Sir Robert Salisbury completed a review of how schooling is paid for on behalf of the Department of Education in 2013.
He said: “However unpalatable to some, amalgamations and closures of small schools are inevitable because as numbers of pupils decline, establishments become costly to maintain, have a restricted curriculum and can only provide a limited sporting, cultural and educational experience.
“Our divided system exacerbates this and in truth, keeping many rural schools open will only be achieved by merging schools into ‘integrated’ establishments.
“Communities threatened with any school closure should always be given the option to consider a cross-sector amalgamation in order to maintain a school in the area, rather than accepting the present ‘segregated’ area planning process which is now in place.”
He said change will have to come because Northern Ireland has too many small schools and too many types of school which can no longer be funded.
“For example Omagh has six post-primary schools with salaries, buildings costs etc, and Retford in Nottinghamshire, with an almost identical population, has two.
“Replicate this across Northern Ireland and the financial implications are obvious.
“Teachers and governors frequently complain about the lack of funding to run their schools properly, but in fact there is ample money in the system overall, but with so many schools to maintain, resources are spread too thinly.”
Sir Robert said shared education had become fashionable but would have little long-term impact.
“Some schemes are clearly designed as a survival device to protect small schools which may be under threat, thus prolonging the issues raised above.
“Though educational outcomes are usually reported as very positive, they are often ill-defined and difficult to quantify and prompt the obvious question that if these schemes work so well on restricted contact, why not fully integrate?
“Logistically, ‘shared’ educational schemes do not offer a permanent solution because planning joint timetables, arranging transport of staff and students quickly begins to exert a negative influence on the rest of the school.
“There is usually a substantial financial cost to all of this, especially transport, and it is reasonable to ask, if the funding ceases in the future, is the initiative likely to survive?
“Some schemes which have young people sharing the same building but having different uniforms and entering by separate doors are patently absurd and a better way to perpetuate difference is hard to imagine.”
He said though virtually every political or educational observer from outside Northern Ireland sees its divided educational system as one of the root causes of tensions, most political and religious leaders continually deny this and resist the development of an integrated system.
“Repeatedly, they have been urged to consider schooling which educates all of our young people together because it is fairly obvious that separating children, often from the age of three, into different schools, clearly divides communities and creates misunderstanding and prejudice.”

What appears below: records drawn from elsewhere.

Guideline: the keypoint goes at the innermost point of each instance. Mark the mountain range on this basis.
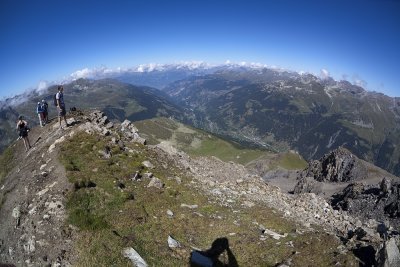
(275, 109)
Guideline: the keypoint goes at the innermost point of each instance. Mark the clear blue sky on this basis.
(45, 40)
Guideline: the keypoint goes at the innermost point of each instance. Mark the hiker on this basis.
(22, 127)
(39, 110)
(45, 107)
(61, 105)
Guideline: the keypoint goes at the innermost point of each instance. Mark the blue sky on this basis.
(46, 40)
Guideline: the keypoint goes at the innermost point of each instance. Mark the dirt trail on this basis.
(33, 230)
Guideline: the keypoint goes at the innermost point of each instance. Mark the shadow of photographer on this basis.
(212, 257)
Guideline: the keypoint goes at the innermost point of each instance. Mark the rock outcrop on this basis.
(338, 166)
(379, 202)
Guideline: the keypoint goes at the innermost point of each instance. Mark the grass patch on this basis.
(6, 162)
(195, 142)
(117, 213)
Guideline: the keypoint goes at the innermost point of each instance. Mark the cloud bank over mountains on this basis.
(105, 72)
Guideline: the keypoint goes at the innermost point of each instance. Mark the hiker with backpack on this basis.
(22, 127)
(45, 108)
(39, 110)
(59, 102)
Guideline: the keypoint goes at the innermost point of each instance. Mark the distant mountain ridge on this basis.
(284, 110)
(273, 108)
(118, 100)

He said it was difficult to change entrenched attitudes and if the current system was successful there might be virtue in sticking with the status quo, but despite claims to the contrary, educational outcomes do not compete with the best in the world.
“It is true that some of our top students achieve high standards, but there is a huge tail of underachievement, especially in the inner city areas, where results are some of the worst in the whole of Europe.
“Furthermore many of our schools fail to focus on the skills our young people will need for the next 20 to 30 years and persist in looking back and educating for a world which no longer exists.
“Teaching flexibility and adaptability, global awareness, entrepreneurship, co-operation and networking, confidence in meeting ever-changing circumstances, technological competence and high quality communication skills are the sort of attributes our children will need in the future.
“Spoon-feeding them with an outmoded, predictable diet, merely to pass examinations, will just not do.”